From e20cbcd2e8b07ac51931f223d8ee31b964be909c Mon Sep 17 00:00:00 2001
From: Reid Johnson <reidj@zillowgroup.com>
Date: Sat, 14 Sep 2024 04:54:02 -0700
Subject: [PATCH] Update example plots

---
 docs/sphinx_requirements.txt               |   2 +
 examples/plot_qrf_huggingface_inference.py | 194 +++++++++++++++------
 examples/plot_qrf_interpolation_methods.py |   4 +-
 examples/plot_qrf_multitarget.py           |  13 +-
 4 files changed, 149 insertions(+), 64 deletions(-)

diff --git a/docs/sphinx_requirements.txt b/docs/sphinx_requirements.txt
index 826e7ba..494024f 100644
--- a/docs/sphinx_requirements.txt
+++ b/docs/sphinx_requirements.txt
@@ -1,5 +1,6 @@
 sphinx
 altair
+geopandas
 numpydoc
 pillow
 pydata_sphinx_theme
@@ -8,4 +9,5 @@ skops
 sphinxcontrib.bibtex
 sphinx-design
 sphinxext-altair
+vega-datasets
 vl-convert-python
diff --git a/examples/plot_qrf_huggingface_inference.py b/examples/plot_qrf_huggingface_inference.py
index 01f3b47..36dc25c 100755
--- a/examples/plot_qrf_huggingface_inference.py
+++ b/examples/plot_qrf_huggingface_inference.py
@@ -3,28 +3,30 @@
 ==============================================
 
 This example demonstrates how to download a trained quantile regression forest
-(QRF) model from Hugging Face Hub and use it to estimate new quantiles. In
-this scenario, a QRF has been trained with default parameters on a train-test
-split of the California housing dataset and uploaded to Hugging Face Hub. The
-model is downloaded and used to perform inference across several quantiles for
-each dataset sample. The results are visualized by the latitude and longitude
-of each sample. The model used is available on Hugging Face Hub
+(QRF) model from Hugging Face Hub and use it to estimate quantiles. In this
+scenario, a QRF has been trained with default parameters on the California
+Housing dataset using k-fold cross-validation and uploaded to Hugging Face
+Hub. The model is downloaded and used to perform inference across multiple
+quantiles for each sample in the dataset. The predictions are aggregated by
+county based on the latitude and longitude of each sample and visualized.

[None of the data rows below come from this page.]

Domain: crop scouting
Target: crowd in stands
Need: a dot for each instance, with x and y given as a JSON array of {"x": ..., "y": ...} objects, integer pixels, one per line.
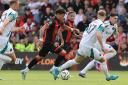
[{"x": 33, "y": 14}]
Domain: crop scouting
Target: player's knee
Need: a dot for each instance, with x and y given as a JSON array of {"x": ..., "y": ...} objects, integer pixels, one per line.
[
  {"x": 101, "y": 60},
  {"x": 114, "y": 52},
  {"x": 38, "y": 58},
  {"x": 63, "y": 53}
]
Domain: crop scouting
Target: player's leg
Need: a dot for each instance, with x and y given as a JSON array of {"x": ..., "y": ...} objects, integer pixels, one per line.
[
  {"x": 10, "y": 52},
  {"x": 112, "y": 52},
  {"x": 4, "y": 59},
  {"x": 89, "y": 66},
  {"x": 66, "y": 65},
  {"x": 99, "y": 57},
  {"x": 80, "y": 55},
  {"x": 42, "y": 53}
]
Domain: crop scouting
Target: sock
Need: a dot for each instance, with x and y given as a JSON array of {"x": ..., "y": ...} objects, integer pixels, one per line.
[
  {"x": 68, "y": 64},
  {"x": 109, "y": 55},
  {"x": 58, "y": 61},
  {"x": 88, "y": 67},
  {"x": 5, "y": 58},
  {"x": 1, "y": 64},
  {"x": 26, "y": 69},
  {"x": 105, "y": 69},
  {"x": 32, "y": 63}
]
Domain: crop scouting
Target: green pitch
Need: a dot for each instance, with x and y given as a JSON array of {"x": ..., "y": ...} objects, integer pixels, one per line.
[{"x": 45, "y": 78}]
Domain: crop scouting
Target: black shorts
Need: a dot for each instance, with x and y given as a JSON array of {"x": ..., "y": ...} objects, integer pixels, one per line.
[{"x": 49, "y": 47}]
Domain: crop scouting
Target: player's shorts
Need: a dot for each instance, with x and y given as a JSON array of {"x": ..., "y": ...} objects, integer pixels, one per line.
[
  {"x": 7, "y": 49},
  {"x": 49, "y": 48},
  {"x": 86, "y": 51},
  {"x": 107, "y": 46}
]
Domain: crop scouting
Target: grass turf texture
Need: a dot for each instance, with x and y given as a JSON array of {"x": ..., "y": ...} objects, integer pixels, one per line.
[{"x": 45, "y": 78}]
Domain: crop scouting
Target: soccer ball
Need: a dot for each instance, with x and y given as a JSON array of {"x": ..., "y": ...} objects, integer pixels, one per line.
[{"x": 65, "y": 75}]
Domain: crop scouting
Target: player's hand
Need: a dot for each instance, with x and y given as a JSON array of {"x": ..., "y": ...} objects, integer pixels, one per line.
[
  {"x": 105, "y": 51},
  {"x": 62, "y": 44},
  {"x": 1, "y": 32}
]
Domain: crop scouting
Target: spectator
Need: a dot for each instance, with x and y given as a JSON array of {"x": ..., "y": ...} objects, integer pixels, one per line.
[
  {"x": 79, "y": 17},
  {"x": 65, "y": 4},
  {"x": 82, "y": 25},
  {"x": 77, "y": 5},
  {"x": 28, "y": 14},
  {"x": 70, "y": 8},
  {"x": 90, "y": 13}
]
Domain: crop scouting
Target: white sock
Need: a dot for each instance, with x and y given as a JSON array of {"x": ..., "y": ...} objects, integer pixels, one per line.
[
  {"x": 105, "y": 69},
  {"x": 88, "y": 67},
  {"x": 26, "y": 69},
  {"x": 1, "y": 64},
  {"x": 68, "y": 64},
  {"x": 52, "y": 67},
  {"x": 5, "y": 58},
  {"x": 110, "y": 55}
]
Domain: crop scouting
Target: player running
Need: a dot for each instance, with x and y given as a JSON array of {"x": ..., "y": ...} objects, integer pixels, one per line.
[
  {"x": 110, "y": 28},
  {"x": 51, "y": 30},
  {"x": 87, "y": 47},
  {"x": 7, "y": 26}
]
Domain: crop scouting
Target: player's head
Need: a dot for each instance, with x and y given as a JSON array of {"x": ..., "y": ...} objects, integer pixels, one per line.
[
  {"x": 14, "y": 4},
  {"x": 101, "y": 15},
  {"x": 60, "y": 13},
  {"x": 113, "y": 18},
  {"x": 71, "y": 15}
]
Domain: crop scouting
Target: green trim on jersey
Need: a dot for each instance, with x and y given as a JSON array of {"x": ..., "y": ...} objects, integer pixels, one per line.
[{"x": 100, "y": 28}]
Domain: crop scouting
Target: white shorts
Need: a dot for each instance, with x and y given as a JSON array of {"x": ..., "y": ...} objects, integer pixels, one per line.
[
  {"x": 107, "y": 47},
  {"x": 7, "y": 49},
  {"x": 91, "y": 52}
]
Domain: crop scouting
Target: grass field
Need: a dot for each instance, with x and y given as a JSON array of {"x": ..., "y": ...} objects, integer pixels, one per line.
[{"x": 44, "y": 78}]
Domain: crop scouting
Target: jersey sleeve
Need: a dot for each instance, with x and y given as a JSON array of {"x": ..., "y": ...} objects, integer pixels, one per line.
[
  {"x": 12, "y": 17},
  {"x": 100, "y": 28}
]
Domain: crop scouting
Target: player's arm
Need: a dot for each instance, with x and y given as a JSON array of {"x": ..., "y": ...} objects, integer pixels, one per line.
[
  {"x": 18, "y": 29},
  {"x": 3, "y": 24},
  {"x": 61, "y": 38},
  {"x": 116, "y": 30}
]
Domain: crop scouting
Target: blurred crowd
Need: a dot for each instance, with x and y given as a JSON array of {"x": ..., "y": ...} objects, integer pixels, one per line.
[{"x": 33, "y": 14}]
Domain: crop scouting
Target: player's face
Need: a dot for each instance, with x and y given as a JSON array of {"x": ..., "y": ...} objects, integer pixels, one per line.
[
  {"x": 114, "y": 19},
  {"x": 17, "y": 6},
  {"x": 71, "y": 16},
  {"x": 61, "y": 17}
]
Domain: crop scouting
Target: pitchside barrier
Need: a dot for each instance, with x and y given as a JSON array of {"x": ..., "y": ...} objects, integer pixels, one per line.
[{"x": 23, "y": 58}]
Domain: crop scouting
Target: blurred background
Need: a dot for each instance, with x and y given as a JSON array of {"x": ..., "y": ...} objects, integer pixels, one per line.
[{"x": 33, "y": 14}]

+The trained model is available on Hugging Face Hub
 `here <https://huggingface.co/quantile-forest/california-housing-example>`_.
 """
 
 import os
-import pickle
 import shutil
 import tempfile
 
 import altair as alt
+import geopandas as gpd
+import joblib
 import numpy as np
 import pandas as pd
 from sklearn import datasets
+from sklearn.base import BaseEstimator, RegressorMixin, clone
+from sklearn.model_selection import KFold
 from skops import hub_utils
-
-import quantile_forest
-from quantile_forest import RandomForestQuantileRegressor
+from vega_datasets import data
 
 alt.data_transformers.disable_max_rows()
 
@@ -33,8 +35,53 @@
 load_existing = True
 
 random_state = np.random.RandomState(0)
-quantiles = np.linspace(0, 1, num=5, endpoint=True).round(2).tolist()
-sample_frac = 1
+quantiles = np.linspace(0, 1, num=21, endpoint=True).round(2).tolist()
+
+
+class CrossValidationPipeline(BaseEstimator, RegressorMixin):
+    """Cross-validation pipeline for scikit-learn compatible models."""
+
+    def __init__(self, base_model, n_splits=5, random_state=None):
+        self.base_model = base_model
+        self.n_splits = n_splits
+        self.random_state = random_state
+        self.fold_models = {}
+        self.fold_indices = {}
+
+    def fit(self, X, y):
+        """Fit the model using k-fold cross-validation."""
+        kf = KFold(n_splits=self.n_splits, shuffle=True, random_state=self.random_state)
+        for fold_idx, (train_idx, test_idx) in enumerate(kf.split(X)):
+            X_train, y_train = X.iloc[train_idx], y[train_idx]
+            model = clone(self.base_model)
+            model.fit(X_train, y_train)
+            self.fold_models[fold_idx] = model
+            self.fold_indices[fold_idx] = test_idx
+        return self
+
+    def predict(self, X, quantiles=None):
+        """Predict using the appropriate k-fold model."""
+        if quantiles is None:
+            quantiles = 0.5
+        if not isinstance(quantiles, list):
+            quantiles = [quantiles]
+        y_pred = np.empty((X.shape[0], len(quantiles)) if len(quantiles) > 1 else (X.shape[0]))
+        for fold_idx, test_idx in self.fold_indices.items():
+            fold_model = self.fold_models[fold_idx]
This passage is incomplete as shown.